Reputation: 65
I want to try and get an AI to find a sequence of moves that wins in Marble Solitaire. I've completed the system which moves a random cylinder and also the system which undoes the previous move. All I need to do now is to work out how and when the AI undoes moves. I had no idea what to do so I sort of randomly tried things, and I had enough so I decided to ask here.
Here's the code I think you need to help me solve it - feel free to ask me for more snippets, I don't just want to overload you with meaningless code:
private int index;
Increases when a move has been tried my the AI, and said move didn't work. I use it to stop the program from looping over the same move without checking others.
Below is the current code I use to determine whether the AI should undo a move or not, but it doesn't seem to work as I want:
if (possibleMove.Count < index)
{
index = 0;
undoMove();
}
else if (possibleMove.Count == 0)
{
undoMove();
} //possibleMove is a list of all possible Moves the AI has found
The code snippet above activates at the very end of findMove()
The general format of the code goes like this:
private void findEmpty()
{
findMove();
}
private void findMove()
{
makeMove();
}
private void makeMove()
{
}
private void undoMove()
{
}
Rules of Marble Solitaire
The player makes successive capturing moves, removing a single piece each turn until is it impossible to make any more capturing moves.
Each turn, the player captures a piece by jumping over that piece in any direction (not diagonally) from two spaces away a vacant point, making sure that there is a piece you can jump over.
Therefore, the first turn can be made only by jumping a piece into the middle hole from one of 4 possible points.
Image of marble solitaire:
Upvotes: 1
Views: 338
Reputation: 36
You can do this with the BFS method of graph searching. What you can do is find a way to represent the board, it can be an array of booleans to represent marbles or gaps or anything you can think of, so long as it's easy for you to understand and manipulate.
Then you would have a queue that so far only holds the initial state of the board.

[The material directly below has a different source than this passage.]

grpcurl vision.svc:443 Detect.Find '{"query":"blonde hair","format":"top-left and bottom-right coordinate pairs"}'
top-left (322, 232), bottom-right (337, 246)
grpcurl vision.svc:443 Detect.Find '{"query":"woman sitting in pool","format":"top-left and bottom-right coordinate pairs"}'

You then set your current state to the first state in the queue and then remove it from the queue. You can now use findMoves(currentState) to return a list of states that you can access from this current move. Add each of those states to the end of the queue, and then once again set your current state to the first state in the queue and remove it and use findMoves repeatedly until your current state matches some sort of goal state. In your particular problem you can just run this until findMoves(currentState) returns an empty array since that would mean there are no more moves for you to be able to do.
That would get you to a solution, however it wouldn't keep track of the path for you. You can keep track of the path itself in any number of ways, for example instead of adding just the next state to the queue you can add an array of all of the states so far in that path and just use the last value when calculating the next states you can go to. But that's just an example.